Cokie Roberts (Photo courtesy of National Public Radio)

America lost an experienced and invaluable TV news broadcaster Monday when Cokie Roberts died at age 75 of breast cancer.

At our house, we lost a friend.  Cokie and her husband, Steve Roberts, were news professionals and we often discussed the good and the bad of our profession late into the night.

I met Cokie in 1981 when she came to the office of Congressman Paul Findley of Illinois.  I was his press secretary and her request for an interview with National Public Radio came through me.

She was already well known in Washington — daughter of the late Speaker of the House Hale Boggs and a veteran TV news broadcaster with CBS News before joining National Public Radio.

She was working on a story about Palestinean efforts to be recognized by the American government, which Findley advocated as a member of the Foreign Affairs Committee.  Findley and I had traveled to the Mideast to see the squalor the Palestineans faced by efforts by its enemies who wanted them out of the land they said was theirs.

I backgrounded her on the issue before Findley went on camera and our professional relationship evolved into friendship during the 23 years that wife Amy and me spent in Washington.

“You don’t pull punches,” she told me over lunch after the PBS interview with Findley aired.  “You don’t gloss things over. I like that.”

Roberts understood the nuances of the issue better than many other journalists in the nation’s capital.  She was a serious professional with a sense of humor and a great laugh.

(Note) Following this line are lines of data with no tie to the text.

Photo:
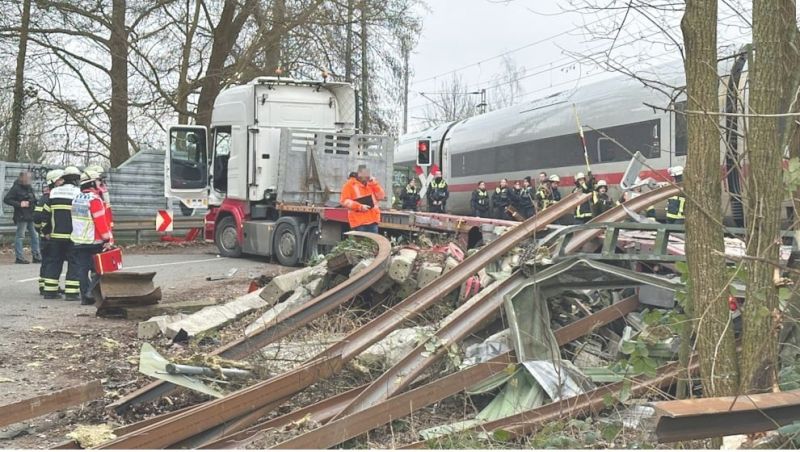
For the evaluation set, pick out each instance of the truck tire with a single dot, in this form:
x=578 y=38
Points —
x=226 y=237
x=286 y=245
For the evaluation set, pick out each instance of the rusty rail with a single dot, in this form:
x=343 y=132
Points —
x=340 y=430
x=211 y=414
x=527 y=422
x=285 y=323
x=685 y=420
x=618 y=213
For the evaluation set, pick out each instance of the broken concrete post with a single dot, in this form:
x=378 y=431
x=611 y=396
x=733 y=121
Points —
x=402 y=264
x=282 y=286
x=427 y=274
x=213 y=317
x=315 y=286
x=383 y=284
x=450 y=263
x=361 y=266
x=300 y=296
x=151 y=328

Former President Barack Obama called her “a constant over 40 years of a shifting media landscape and changing world.”  The Library Congress named her “a living legend” in 2008.  She won three Emmys and the Broadcast and Cable Hall of Fame inducted her into its ranks in 2000.

After PBS, she joined ABC News in 1988 as the political correspondent for World News Tonight, filled in a guest host on Nightline and became a regular panel member of David Brinkley’s Sunday “This Week” talk show.  When Brinkley left, she anchored the show with Sam Donaldson from 1996 to 2002 but left when doctors diagnosed her with breast cancer.

Reported The Washington Post:

“Men come up to men on the street and say, ‘We like your common sense,’ ” she once said, recalling her early “This Week” years. “But women say, ‘We love the way you don’t let them interrupt you, and that you hand it right back to them.’ I get the feeling that the country is full of women who’ve never gotten a word in edgewise when men talk about politics.”

For millions of viewers and listeners, however, Ms. Roberts was an indispensable guide to official Washington, able to explain knockout legislative fights and White House intrigue in snappy segments on David Letterman or Jay Leno’s late-night talk shows. She said she avoided stories in which there might be a conflict of interest, and saw little conflict in working for two media organizations at once, even if they were competitors.

“I think it’s a woman’s talent,” she told The Post in 1993. “Being able to do two things at once.”

She was a friend and a valuable member of a profession that is now needed more than ever in these turbulent times.